Black box--[priority queue, maximum heap minimum heap application]

Description

Our Black Box represents a primitive database. It can save an integer array and have a special I variable. At the initial moment Black Box is empty and I equals 0. This Black Box processes a sequence of commands (transactions). There is types of transactions:

ADD (x): Put element x into Black Box;
Get:increase I by 1 and give a i-minimum out of all integers containing in the Black Box. Keep in mind this i-minimum is a number located at I-th Place after Black Box elements sorting by non-descending.
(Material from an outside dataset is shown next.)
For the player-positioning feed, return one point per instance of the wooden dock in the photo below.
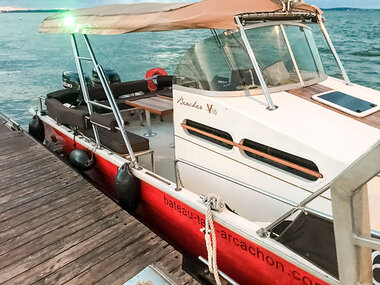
(56, 228)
Let us examine a possible sequence of one transactions:

Example 1

      (Elements is arranged by non-descending)   
1 ADD (3)      
2 GET         1 3                                    
3 ADD (1)      
4 GET         2 1, 3                                 
5 ADD (-4)     
6 ADD (2)      
7 ADD (8)      
8 ADD (-1000)  
9 GET         3-1000,-4, 1, 2, 3, 8                
Ten GET        4-1000,-4, 1, 2, 3, 8                
ADD (2)     4-1000,-4, 1, 2, 2, 3, 8   

It is required to work out an efficient algorithm which treats a given sequence of transactions. The maximum number of ADD and GET transactions:30000 of each type.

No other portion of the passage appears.